Note that our code recreates the `numpy.polyfit` result when we choose the two-norm. Note also that we get slightly different results when we use the one-norm or the max-norm.

These results are all equally valid. The fact that `numpy.polyfit` implements the two-norm without giving us the ability to change the norm highlights that so-called "least squares" fitting is by far the most common approach, but there may be situations where the other norms are beneficial.
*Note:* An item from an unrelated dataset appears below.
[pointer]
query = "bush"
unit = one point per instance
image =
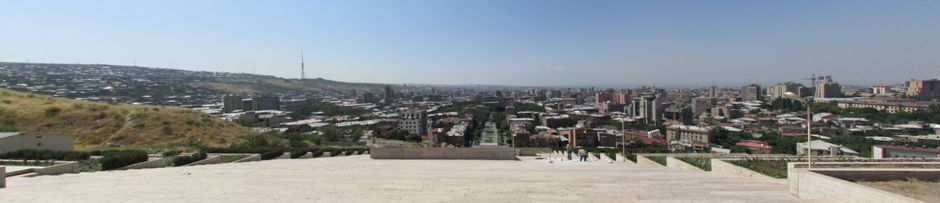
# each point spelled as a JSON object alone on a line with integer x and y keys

Let's see what happens when we perturb a single entry - this is motivated by a situation where maybe one of our sensors failed and gave a spurious result.

In [None]:
# perturb one of the entries - imagine it's corrupted or subject to major measurement error

yi[8] = 2.

degree = 1
poly_coeffs = np.polyfit(xi, yi, degree)
p1 = np.poly1d(poly_coeffs)

# set up figure
fig = plt.figure(figsize=(10, 10))

# polyfit line
ax = fig.add_subplot(221)
ax.margins(0.1)
x = np.linspace(0., 1, 100)
ax.plot(x, p1(x), 'b', label=r'$y = {0:.4f}x+{1:.4f}$'.format(poly_coeffs[0], poly_coeffs[1]))
plot_raw_data(xi, yi, ax)
ax.legend(loc='best', fontsize=14)
ax.set_title('polyfit  linear best fit line', fontsize=12)
# print out the error
print('error in RMS case: ', sl.norm(yi - p1(xi)) / np.sqrt(len(yi)))

# minimise two-norm cost function
x0 = np.zeros_like(poly_coeffs)
output = minimize(cost_fun, x0, args=(xi,yi,'two'))
# use poly1d to turn the coeffs into a function, p1, we can evaluate
p1 = np.poly1d(output.x)
ax = fig.add_subplot(222)
ax.margins(0.1)
x = np.linspace(0., 1, 100)
ax.plot(x, p1(x), 'b', label=r'$y = {0:.4f}x+{1:.4f}$'.format(output.x[0], output.x[1]))
plot_raw_data(xi, yi, ax)
ax.legend(loc='best', fontsize=14)
ax.set_title('Best fit (two-norm)', fontsize=12)
# print out the error
print('error in two-norm case: ', sl.norm(yi - p1(xi), 2))
print('and if we divide this by sqrt(N) to turn this into an RMS error: ', sl.norm(yi - p1(xi), 2)/np.sqrt(len(xi)) )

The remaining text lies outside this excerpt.